The Secret Portrait involves another mystery with Scottish origins. When retired professor George Lovelace discovers a gold coin while bird watching, he takes it to Jean Fairburn, another former academic who now works as an editor and writer for a local magazine in hopes that she will be able to prove it is part of a mysterious cache belonging to Bonnie Prince Charlie, supposedly abandoned when he fled the country for France in 1745. When George turns up dead, however, Jean begins to suspect there is something more than a simple coin at stake. A contributor for MBR Bookwatch opined that "Carl provides a fine tale that cleverly blends history with the present."
"I write because I love to read," Carl once told CA. "I can't remember not being able to read, and I can't remember not writing. Since I enjoy history, mythology, archaeology, and travel-adventure nonfiction, I enjoy novels with interesting historical and geographical backgrounds and issues. And that's what I write.

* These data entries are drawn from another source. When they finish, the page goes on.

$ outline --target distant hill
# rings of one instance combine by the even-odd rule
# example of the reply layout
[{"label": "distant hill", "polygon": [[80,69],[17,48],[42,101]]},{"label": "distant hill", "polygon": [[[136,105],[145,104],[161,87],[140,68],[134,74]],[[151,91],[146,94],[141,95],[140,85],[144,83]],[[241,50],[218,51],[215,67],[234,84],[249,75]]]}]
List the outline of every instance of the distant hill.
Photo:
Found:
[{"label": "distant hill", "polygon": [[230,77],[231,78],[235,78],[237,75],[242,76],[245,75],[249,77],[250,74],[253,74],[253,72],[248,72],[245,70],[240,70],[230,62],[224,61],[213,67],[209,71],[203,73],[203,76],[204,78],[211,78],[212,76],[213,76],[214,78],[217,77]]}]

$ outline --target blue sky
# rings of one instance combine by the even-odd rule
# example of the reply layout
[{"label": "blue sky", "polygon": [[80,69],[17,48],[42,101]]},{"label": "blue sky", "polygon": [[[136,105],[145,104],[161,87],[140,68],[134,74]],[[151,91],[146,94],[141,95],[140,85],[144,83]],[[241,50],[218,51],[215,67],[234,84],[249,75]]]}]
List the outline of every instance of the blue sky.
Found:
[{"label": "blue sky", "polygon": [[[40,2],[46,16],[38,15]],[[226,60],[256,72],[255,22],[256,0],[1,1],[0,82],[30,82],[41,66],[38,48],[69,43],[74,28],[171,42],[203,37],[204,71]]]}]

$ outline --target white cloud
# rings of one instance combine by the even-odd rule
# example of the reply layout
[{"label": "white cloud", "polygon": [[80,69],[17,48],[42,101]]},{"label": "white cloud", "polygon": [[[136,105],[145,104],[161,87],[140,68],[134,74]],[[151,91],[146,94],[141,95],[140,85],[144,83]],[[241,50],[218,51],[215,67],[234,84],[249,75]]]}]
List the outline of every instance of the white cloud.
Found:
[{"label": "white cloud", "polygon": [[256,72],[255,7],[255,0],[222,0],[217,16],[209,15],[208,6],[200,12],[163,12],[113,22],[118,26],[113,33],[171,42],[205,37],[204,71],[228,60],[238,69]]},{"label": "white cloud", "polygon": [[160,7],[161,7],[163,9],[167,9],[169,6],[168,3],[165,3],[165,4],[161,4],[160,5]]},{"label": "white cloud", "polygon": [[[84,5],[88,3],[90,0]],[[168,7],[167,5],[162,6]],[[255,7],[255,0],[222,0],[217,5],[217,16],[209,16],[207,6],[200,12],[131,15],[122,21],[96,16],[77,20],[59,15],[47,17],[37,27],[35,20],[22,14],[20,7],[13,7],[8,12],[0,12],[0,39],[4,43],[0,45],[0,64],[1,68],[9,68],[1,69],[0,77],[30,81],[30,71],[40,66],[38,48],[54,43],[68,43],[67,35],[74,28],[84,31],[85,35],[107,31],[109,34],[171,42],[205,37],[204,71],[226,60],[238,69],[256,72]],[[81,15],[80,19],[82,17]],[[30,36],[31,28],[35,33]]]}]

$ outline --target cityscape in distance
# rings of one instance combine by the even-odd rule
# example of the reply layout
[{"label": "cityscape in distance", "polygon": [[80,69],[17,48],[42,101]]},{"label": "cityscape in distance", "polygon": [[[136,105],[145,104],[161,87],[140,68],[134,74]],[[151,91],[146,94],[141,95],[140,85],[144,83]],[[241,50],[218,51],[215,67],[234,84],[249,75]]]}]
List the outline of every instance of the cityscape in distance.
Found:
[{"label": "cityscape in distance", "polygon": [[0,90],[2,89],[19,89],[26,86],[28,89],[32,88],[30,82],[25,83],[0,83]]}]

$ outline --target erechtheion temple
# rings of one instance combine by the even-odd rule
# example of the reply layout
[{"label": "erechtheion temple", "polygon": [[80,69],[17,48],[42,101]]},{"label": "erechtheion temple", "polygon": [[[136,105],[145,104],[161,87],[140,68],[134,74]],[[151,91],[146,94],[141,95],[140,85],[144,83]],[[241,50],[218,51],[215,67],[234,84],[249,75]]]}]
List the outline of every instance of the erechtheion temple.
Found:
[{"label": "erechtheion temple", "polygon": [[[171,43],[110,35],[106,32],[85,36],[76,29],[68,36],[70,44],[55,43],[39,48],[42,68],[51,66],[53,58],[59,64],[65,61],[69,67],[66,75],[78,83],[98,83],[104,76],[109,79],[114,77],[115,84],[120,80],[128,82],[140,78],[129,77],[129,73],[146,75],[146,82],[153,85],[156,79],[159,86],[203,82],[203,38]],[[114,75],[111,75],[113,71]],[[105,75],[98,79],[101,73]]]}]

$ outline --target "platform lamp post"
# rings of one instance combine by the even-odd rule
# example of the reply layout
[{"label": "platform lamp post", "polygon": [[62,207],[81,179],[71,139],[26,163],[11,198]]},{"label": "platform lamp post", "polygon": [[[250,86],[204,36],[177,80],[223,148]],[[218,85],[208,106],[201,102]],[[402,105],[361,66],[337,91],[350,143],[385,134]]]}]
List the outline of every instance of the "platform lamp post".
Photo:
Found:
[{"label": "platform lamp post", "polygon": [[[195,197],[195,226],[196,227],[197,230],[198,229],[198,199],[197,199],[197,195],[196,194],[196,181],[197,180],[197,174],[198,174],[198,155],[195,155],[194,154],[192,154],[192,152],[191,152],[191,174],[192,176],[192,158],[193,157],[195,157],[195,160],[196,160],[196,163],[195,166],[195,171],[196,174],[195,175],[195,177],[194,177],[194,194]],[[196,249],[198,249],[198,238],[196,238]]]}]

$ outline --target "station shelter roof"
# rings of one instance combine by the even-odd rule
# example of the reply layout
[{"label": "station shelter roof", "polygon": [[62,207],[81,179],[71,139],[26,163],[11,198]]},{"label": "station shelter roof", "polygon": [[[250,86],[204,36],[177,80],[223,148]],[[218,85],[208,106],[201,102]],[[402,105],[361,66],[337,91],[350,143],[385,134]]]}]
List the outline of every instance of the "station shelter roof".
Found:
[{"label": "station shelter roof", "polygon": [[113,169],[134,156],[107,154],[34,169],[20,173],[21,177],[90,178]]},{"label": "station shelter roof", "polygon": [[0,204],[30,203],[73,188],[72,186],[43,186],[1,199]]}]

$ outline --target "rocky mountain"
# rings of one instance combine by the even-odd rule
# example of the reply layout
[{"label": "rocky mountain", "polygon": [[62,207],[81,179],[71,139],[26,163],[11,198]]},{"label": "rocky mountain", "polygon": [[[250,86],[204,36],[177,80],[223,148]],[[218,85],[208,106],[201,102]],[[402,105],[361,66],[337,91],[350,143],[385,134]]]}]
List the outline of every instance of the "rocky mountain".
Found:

"My fantasy novels are in a style I've christened ‘gonzo mythology.’ I juxtapose ancient societies and people who never met in reality, I leaven myth with science, I combine folk tales from different traditions—all in the interest of exploring relationships between people and other people, between people and society, between people and themselves. For my mystery novels I focused on British history and myth and used a contemporary setting. I'm intrigued with the way the twentieth century is interleaved with the past. A human being's psyche is structured the same way ‘today,’ layered with memory. My plots involve old crimes uncovered and historical puzzles confronted. The characters' lives are interwoven not only with their own pasts, but with the pasts of others. Again, I write about relationships.
"I'm thrilled by the synchronicities that appear in my work. It's not unusual for a magazine to arrive in my mailbox with an article addressing exactly the issue I was writing about that day. I'll get halfway through a story and suddenly realize two disparate plot elements dovetail perfectly. Right after I finished Ashes to Ashes, concerning an American woman named Rebecca working at a replica of a Scottish castle, I visited the real castle only to find an American woman named Rebecca working there."
BIOGRAPHICAL AND CRITICAL SOURCES:
MBR Bookwatch, April 1, 2005, review of The Secret Portrait.
Publishers Weekly, December 3, 2001, review of Shadows in Scarlet, p. 42.